VadimEmergence Physics does not determine every facet of biology! Biology is a great example of what is called emergence - the phenomena where the composite of many simple entities has properties that the entities themselves do not possess (and which are not always predictable on the basis of the prop...

If "Physics does not determine every facet of biology! " then you should give an explicit example of where the basic physical laws are in principle insufficient to explain some fact in biology. The examples you show are all cases where it is simply way to complex to do it ab initio from the physical laws. In your programming example you are e.g. ignoring the fact that you should also describe the programmer. 1/2
And let us not forget: "emergence" means that there are some collective phenomena that come as a surprise from considering the physical laws. It does not mean that the physical laws are unable to explain it or that we need something outside the physical laws. It just means that we haven't yet found the link between the fundamental and the effective theory. 2/2
@Oбжорoв - What you say is true, but I don't think it is what he meant. He is saying physics is like a dictionary. Biology is like poetry. You need a dictionary because you need to know what words you can use. But you also need something more to describe how words can be put together in pleasing and grammatically correct ways. Or in this case, can and have been put together.

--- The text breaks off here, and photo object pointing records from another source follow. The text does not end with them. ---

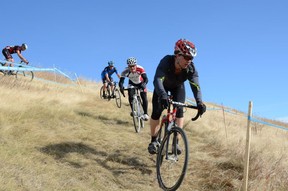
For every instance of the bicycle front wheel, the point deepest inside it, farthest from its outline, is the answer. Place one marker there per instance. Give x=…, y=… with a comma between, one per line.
x=136, y=117
x=117, y=98
x=27, y=75
x=172, y=159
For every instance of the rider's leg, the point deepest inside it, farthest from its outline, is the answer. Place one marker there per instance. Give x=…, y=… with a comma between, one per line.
x=144, y=101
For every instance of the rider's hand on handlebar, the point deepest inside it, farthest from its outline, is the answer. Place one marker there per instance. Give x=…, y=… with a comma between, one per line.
x=143, y=86
x=201, y=108
x=122, y=91
x=164, y=103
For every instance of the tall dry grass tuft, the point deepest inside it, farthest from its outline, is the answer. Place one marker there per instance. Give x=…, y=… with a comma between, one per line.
x=64, y=137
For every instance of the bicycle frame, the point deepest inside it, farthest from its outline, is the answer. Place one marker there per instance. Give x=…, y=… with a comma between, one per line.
x=137, y=110
x=169, y=153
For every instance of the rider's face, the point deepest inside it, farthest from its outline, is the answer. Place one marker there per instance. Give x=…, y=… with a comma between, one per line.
x=132, y=68
x=184, y=61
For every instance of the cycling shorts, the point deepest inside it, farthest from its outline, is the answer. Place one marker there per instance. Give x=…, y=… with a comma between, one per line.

@Oбжорoв what I mean that physics is necessary, but not sufficient - does it make sense?
@mmesser314 still I don’t agree. The something more is a person and that person can also be described in principle by fundamental physical laws. Maybe I am just a hardcore reductionist and don’t like it when people leave some opening for something out there that is in addition to the basic fundamental laws as we know them.
@vadim I am probably nitpicking, but if you mean to come up with practice and useful description of the areas like biology, physics is not sufficient in the sense that it is way too complex to try to derive all biological phenomena from basic fundamental laws and you will always need some phenomenology, then I agree. But in principle I believe (and yes it is a belief) that ultimately everything follows form the physical laws. There simply is nothing else. And to be 100% clear, that does not imply that chemistry, biology, etc are in any way "lesser" sciences, imo.
@Oбжорoв - Will you at least agree that something more is needed to constrain what biology is possible to the biology we actually find in nature? Something like initial conditions in a mechanics problem? And yes, those initial conditions are constrained by physics.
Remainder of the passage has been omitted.